To my knowledge, the word “capitalist” was first used by Marx (maybe Proudhon?) to refer to an owner of capital. But this definition is ambiguous at best and equivocatory at worst. Why is a socialist someone who believes in socialism, a communist someone who believes in communism, but a capitalist someone who owns capital?
As far as I know (correct me if I’m wrong, you are the Marx scholar and I am not), Marx’s usage of “capitalism” referred to a social system in which capitalists held power not only through their vast private concentrations of wealth but also thanks to the vital role played by the state in not only helping them accumulate their material wealth but by also ensuring their monopolies.
Interestingly, there is currently an ongoing debate within the libertarian (in the Anglo American sense) community on whether or not to oppose “capitalism” (see here and here). For this and other reasons, these types of thinkers increasingly prefer terms like “free marketers” or “market anarchists” to “anarcho-capitalists”. Adherents of this school of thought support what they call “free markets” and oppose “crony capitalism” and “corporatism”. The problem is that many people use the latter two terms and “capitalism” interchangeably.
Conversely, the term “socialism” means different things to different people. For some, only a society with no private property could be correctly called “socialist”. On the other hand, one can imagine an economy dominated by worker-controlled firms and other democratically run institutions in which property rights are respected and market mechanisms are still at work. Some might call this “market socialism” whereas others would decry such a term as oxymoronic. Others tend to think of socialism as “state control” of the means of production which is most certainly not synonymous with “public control” of the means of production. Even avowed socialist contemporaries like Benjamin Tucker and Karl Marx almost certainly meant different things by the word “socialism”.
I could tell you what I take capitalism to mean but for purposes of clarity in this and future discussions it would be more logical for you to do so.
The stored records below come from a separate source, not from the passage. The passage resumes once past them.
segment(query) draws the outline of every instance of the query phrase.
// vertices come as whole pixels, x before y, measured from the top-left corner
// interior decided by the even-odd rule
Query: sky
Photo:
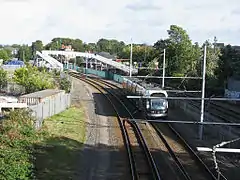
[[[193,42],[240,45],[239,0],[0,0],[0,44],[54,37],[153,44],[170,25]]]

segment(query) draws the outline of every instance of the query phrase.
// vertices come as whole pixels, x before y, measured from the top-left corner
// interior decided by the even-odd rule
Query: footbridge
[[[57,59],[54,59],[53,57],[49,56],[48,54],[43,54],[39,51],[36,52],[36,55],[42,58],[44,61],[46,61],[51,68],[53,69],[59,69],[63,70],[63,64],[60,63]]]
[[[46,50],[42,51],[41,54],[42,54],[42,57],[47,58],[46,60],[50,60],[51,63],[53,63],[55,61],[53,61],[54,58],[52,58],[49,55],[62,55],[62,56],[69,56],[69,57],[84,57],[86,59],[90,59],[90,58],[95,59],[96,61],[98,61],[102,64],[106,64],[108,66],[111,66],[113,68],[119,69],[119,70],[127,72],[127,73],[130,72],[130,67],[129,66],[126,66],[122,63],[113,61],[112,59],[105,58],[105,57],[100,56],[98,54],[84,53],[84,52],[74,52],[74,51],[46,51]],[[49,57],[51,57],[51,59]],[[56,59],[54,59],[54,60],[56,60]],[[138,70],[135,69],[135,68],[132,68],[131,71],[132,71],[132,74],[137,74],[138,73]]]

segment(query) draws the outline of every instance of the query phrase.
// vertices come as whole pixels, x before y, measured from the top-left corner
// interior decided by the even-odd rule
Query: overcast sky
[[[153,44],[176,24],[193,42],[240,45],[239,0],[0,0],[0,44],[54,37]]]

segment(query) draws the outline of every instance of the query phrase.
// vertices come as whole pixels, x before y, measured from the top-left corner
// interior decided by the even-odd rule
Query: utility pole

Perhaps we can get to the definition of “socialism” in later discussion.
Sorry, the links didn't go through in my original post.
You can find them here: http://aaeblog.com/2009/06/22/pootmop-redux/
and here: http://www.thefreemanonline.org/columns/tgif/is-capitalism-something-good/#
Chris: Marx's labor theory of value/definition of exploitation has been the subject of intense argument. There have been writers relatively recently who've tried to revive it, but generally it's seen as a significant problem with Marxism.
I don't know how much old marxian historian hEric Hobsbawm is read nowadays in America, but his excellent overview of the long xix century(age of revolution,capital, empire) offers a good background to what proffesor Wolff is saying.